IT appears even something as seemingly innocent as family friendly video game Pokémon Go is not safe from the antagonistic ire of the Westboro Baptist Church.

In the game - which surpassed the dating app Tinder in most daily active users and is on its way to overtaking Twitter - users wander about their locales, visiting tagged landmarks to find Pokémon of their own.

One user noticed that the Westboro Baptist Church, based in Topeka, Kansas, was tagged as a "gym" - or a location where Pokémon trainers can claim as their own.
 

In this instance, the trainer called "Pinknose" claimed the church - notorious for its vicious protests against the LGBTQ community - for a pink "clefairy" named LoveisLove.

The church responded to the stunt via Twitter, employing images from Pokémon to spread its anti-LGBTQ message.

"We recruited Jigglypuff to deal with the sodomite loveislove Clefairy for us," the WBC tweeted.

 

Church elder Steve Drain told USA Today that the church uses whatever tools they can to get their message across - even if that instrument may be a false idol.

"We try to speak whatever language is being spoken," Drain said.

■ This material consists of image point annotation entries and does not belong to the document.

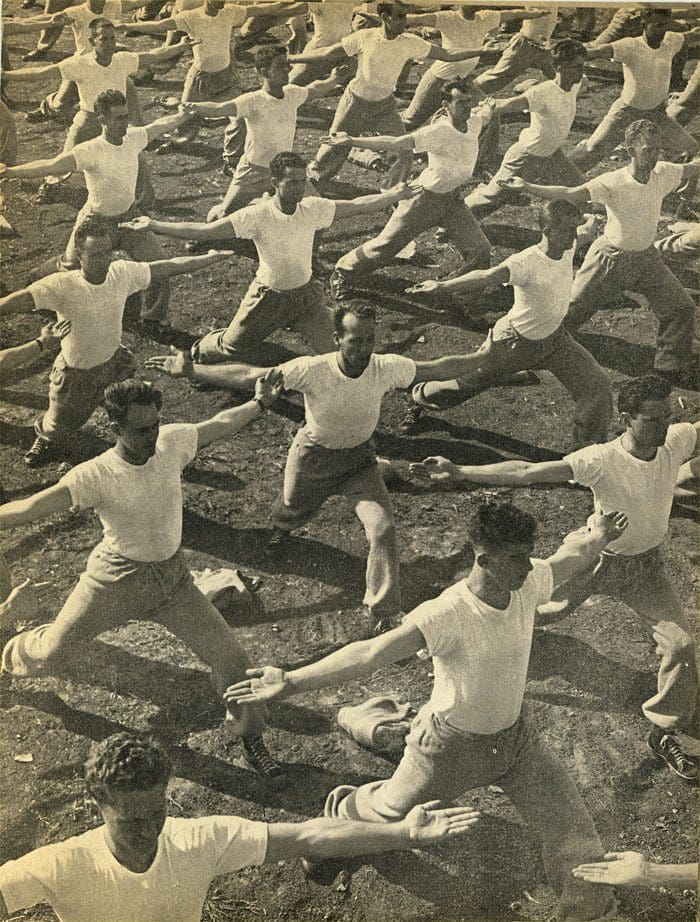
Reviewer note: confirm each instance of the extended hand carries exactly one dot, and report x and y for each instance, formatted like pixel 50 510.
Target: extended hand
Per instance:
pixel 426 823
pixel 265 684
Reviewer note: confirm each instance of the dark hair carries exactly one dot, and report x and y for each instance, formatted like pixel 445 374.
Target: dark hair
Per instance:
pixel 92 226
pixel 497 524
pixel 132 392
pixel 107 100
pixel 284 161
pixel 266 55
pixel 633 393
pixel 125 762
pixel 359 309
pixel 567 49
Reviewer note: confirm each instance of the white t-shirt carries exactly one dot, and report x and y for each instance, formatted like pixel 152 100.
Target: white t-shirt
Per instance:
pixel 460 34
pixel 213 53
pixel 633 209
pixel 646 71
pixel 643 490
pixel 481 654
pixel 284 241
pixel 540 30
pixel 272 122
pixel 542 288
pixel 95 311
pixel 83 882
pixel 139 505
pixel 381 60
pixel 92 78
pixel 343 412
pixel 552 113
pixel 452 154
pixel 82 16
pixel 111 171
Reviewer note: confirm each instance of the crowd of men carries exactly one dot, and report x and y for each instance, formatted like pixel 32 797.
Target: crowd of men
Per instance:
pixel 472 732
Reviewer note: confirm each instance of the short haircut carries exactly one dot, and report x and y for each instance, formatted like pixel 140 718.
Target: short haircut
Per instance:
pixel 107 100
pixel 266 55
pixel 286 160
pixel 497 524
pixel 635 392
pixel 567 50
pixel 642 126
pixel 92 226
pixel 359 309
pixel 132 392
pixel 125 762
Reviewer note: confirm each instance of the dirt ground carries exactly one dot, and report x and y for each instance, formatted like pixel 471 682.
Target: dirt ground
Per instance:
pixel 588 673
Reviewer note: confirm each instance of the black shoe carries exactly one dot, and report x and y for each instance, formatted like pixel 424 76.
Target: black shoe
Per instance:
pixel 259 759
pixel 665 746
pixel 40 452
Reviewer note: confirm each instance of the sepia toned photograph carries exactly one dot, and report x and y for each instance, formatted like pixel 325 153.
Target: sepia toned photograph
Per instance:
pixel 349 462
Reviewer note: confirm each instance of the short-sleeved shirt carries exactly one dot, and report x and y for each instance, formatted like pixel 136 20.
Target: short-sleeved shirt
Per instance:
pixel 343 412
pixel 460 34
pixel 213 33
pixel 381 60
pixel 111 171
pixel 643 490
pixel 82 16
pixel 542 288
pixel 552 113
pixel 284 241
pixel 452 154
pixel 271 122
pixel 646 71
pixel 95 311
pixel 139 505
pixel 92 78
pixel 634 208
pixel 82 881
pixel 481 654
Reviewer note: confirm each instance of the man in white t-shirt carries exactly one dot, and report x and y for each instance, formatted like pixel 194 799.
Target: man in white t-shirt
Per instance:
pixel 624 257
pixel 284 294
pixel 92 297
pixel 144 866
pixel 333 454
pixel 635 474
pixel 368 103
pixel 646 65
pixel 452 145
pixel 138 569
pixel 473 732
pixel 531 335
pixel 537 154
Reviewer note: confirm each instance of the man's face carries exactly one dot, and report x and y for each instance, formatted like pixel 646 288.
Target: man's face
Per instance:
pixel 292 185
pixel 649 427
pixel 138 433
pixel 134 820
pixel 356 342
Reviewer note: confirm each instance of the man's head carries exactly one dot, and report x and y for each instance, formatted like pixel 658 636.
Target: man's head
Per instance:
pixel 569 57
pixel 503 538
pixel 113 114
pixel 643 143
pixel 393 18
pixel 272 64
pixel 133 409
pixel 354 334
pixel 644 405
pixel 288 173
pixel 127 774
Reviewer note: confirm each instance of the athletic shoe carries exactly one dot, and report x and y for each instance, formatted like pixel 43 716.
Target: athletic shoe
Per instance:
pixel 665 746
pixel 40 452
pixel 259 759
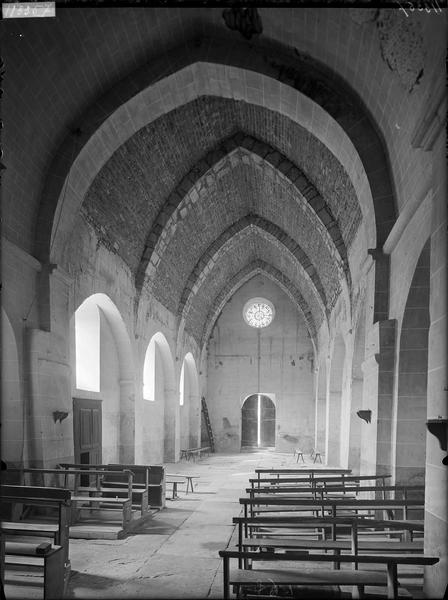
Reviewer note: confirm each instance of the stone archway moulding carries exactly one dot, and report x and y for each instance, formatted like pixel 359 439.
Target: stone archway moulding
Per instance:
pixel 239 146
pixel 255 268
pixel 120 333
pixel 70 183
pixel 241 228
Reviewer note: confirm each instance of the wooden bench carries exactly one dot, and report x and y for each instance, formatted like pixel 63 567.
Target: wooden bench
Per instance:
pixel 59 500
pixel 116 483
pixel 273 526
pixel 343 491
pixel 188 478
pixel 313 479
pixel 192 453
pixel 25 556
pixel 299 454
pixel 315 454
pixel 334 506
pixel 92 497
pixel 322 577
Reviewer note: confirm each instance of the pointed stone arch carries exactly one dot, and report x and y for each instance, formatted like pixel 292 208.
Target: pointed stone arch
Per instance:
pixel 211 256
pixel 211 161
pixel 258 266
pixel 125 416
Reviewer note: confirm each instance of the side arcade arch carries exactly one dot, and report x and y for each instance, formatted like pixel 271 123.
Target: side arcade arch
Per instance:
pixel 189 403
pixel 104 376
pixel 157 435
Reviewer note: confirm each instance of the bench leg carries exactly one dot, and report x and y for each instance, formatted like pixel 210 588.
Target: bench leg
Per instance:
pixel 392 581
pixel 127 514
pixel 145 504
pixel 337 565
pixel 54 576
pixel 358 591
pixel 225 576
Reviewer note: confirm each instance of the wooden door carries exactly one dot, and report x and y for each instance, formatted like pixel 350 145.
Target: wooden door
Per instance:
pixel 249 421
pixel 267 421
pixel 87 431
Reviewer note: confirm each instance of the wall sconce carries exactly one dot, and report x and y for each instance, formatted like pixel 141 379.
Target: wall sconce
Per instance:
pixel 439 428
pixel 365 415
pixel 59 415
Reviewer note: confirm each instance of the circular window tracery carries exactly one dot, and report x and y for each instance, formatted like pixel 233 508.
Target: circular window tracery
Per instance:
pixel 258 312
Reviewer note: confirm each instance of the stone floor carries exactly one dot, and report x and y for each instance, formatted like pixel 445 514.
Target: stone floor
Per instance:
pixel 175 555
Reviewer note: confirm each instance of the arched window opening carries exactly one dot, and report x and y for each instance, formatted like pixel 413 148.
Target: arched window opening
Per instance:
pixel 87 340
pixel 258 422
pixel 149 372
pixel 182 385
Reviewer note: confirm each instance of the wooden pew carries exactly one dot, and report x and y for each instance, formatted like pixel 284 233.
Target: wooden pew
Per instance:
pixel 325 490
pixel 116 483
pixel 192 453
pixel 183 477
pixel 300 576
pixel 292 525
pixel 301 471
pixel 261 538
pixel 91 497
pixel 313 479
pixel 333 505
pixel 26 556
pixel 156 486
pixel 58 532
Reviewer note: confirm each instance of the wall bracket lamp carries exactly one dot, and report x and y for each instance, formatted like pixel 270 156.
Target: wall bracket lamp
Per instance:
pixel 365 415
pixel 59 415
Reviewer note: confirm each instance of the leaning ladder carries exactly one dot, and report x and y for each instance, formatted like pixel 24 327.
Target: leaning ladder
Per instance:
pixel 208 425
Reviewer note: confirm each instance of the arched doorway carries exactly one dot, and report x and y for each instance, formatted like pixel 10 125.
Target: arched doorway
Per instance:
pixel 257 422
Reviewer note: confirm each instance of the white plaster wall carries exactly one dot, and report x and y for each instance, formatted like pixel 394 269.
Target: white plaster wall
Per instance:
pixel 286 370
pixel 110 392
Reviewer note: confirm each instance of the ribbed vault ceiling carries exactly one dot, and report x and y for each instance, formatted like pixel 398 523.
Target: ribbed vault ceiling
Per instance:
pixel 194 198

"This little church, as despised and vilified as we are, the location of this church will be memorialised throughout eternity," he added. "We're willing by God's grace to say that homosexuality is wrong, and that's what we've been known for, even though we preach the whole counsel of God."
 


Nonetheless, the church still condemned the game on its Twitter page.

"EVERYTHING, real or virtual, enables proud sin in america," the church wrote. "That's a sign of DOOM! #PokemonGo."

The Southern Poverty Law Center lists the WBC on its list of extremist groups.

"Westboro Baptist Church is arguably the most obnoxious and rabid hate group in America," the SPLC profile of the church reads.

They add: "According to the group, America has damned itself through its tolerance of homosexuality, and God is punishing the country by inflicting tragedies on its citizens."

Most recently, the group planned to protest the funerals of victims of the mass shooting at an LGBTQ nightclub in Orlando.

Their efforts were blocked, however, when a group of counter-protesters donned in massive angel wings blocked the picketers from the view of mourning families.